3. Add the coconut, processed cherries, red food colouring and half of the flour to one of the bowls, and stir thoroughly. Add the ground almonds, yellow food colouring and half of the flour to the other bowl, and stir thoroughly.  

4. Spoon the mixtures into the prepared tin and bake at 180 degrees celcius for about 20-30 minutes, then allow to cool on a wire rack.


5. In the meantime, make the frosting. Mix together all of the ingredients, then whisk with an electric whisk for about 3-5 minutes until light and fluffy. Set aside.


6. When the cakes are completely cooled, stack on top of each other, and cut down the middle, to create four evenly-sized strips. It may be necessary to trim the tops slightly if they have not risen evenly.

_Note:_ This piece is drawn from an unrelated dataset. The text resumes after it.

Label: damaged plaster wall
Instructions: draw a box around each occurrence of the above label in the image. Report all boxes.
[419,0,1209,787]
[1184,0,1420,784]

7. Roll out the marzipan on a surface lightly dusted with sieved icing sugar, until it's nice and thin and the right size to cover your Bakewellberg. I then covered the marzipan in a thin layer of frosting - enough so that the cake would adhere to it nicely. I then stacked the four sections on top of the marzipan (sticking with frosting), before bringing the marzipan up and around to cover it. I am sure that the received wisdon probably warns against this approach, to avoid getting crumbs in the surface of your marzipan and spoiling the outer layer of the cake. However, if you're careful, I think this is definitely a better way of getting a nice, neat, smooth finish than trying to drape the marzipan around a Bakewellberg that is only held together by frosting.


8. For the finishing touches, slice of the very ends of the cake so that is appears nice and neat, and the traditional squared pattern is visible. I then crimped the top two edges of the marzipan with my fingers. As well as giving a nice decorative finish, this also means that if your marzipan isn't perfectly tight, you can take up some of the slack in the crimping process. Finally, I added some halved glace cherries on top, as further decoration and to warn my friend that this was no ordinary Battenberg.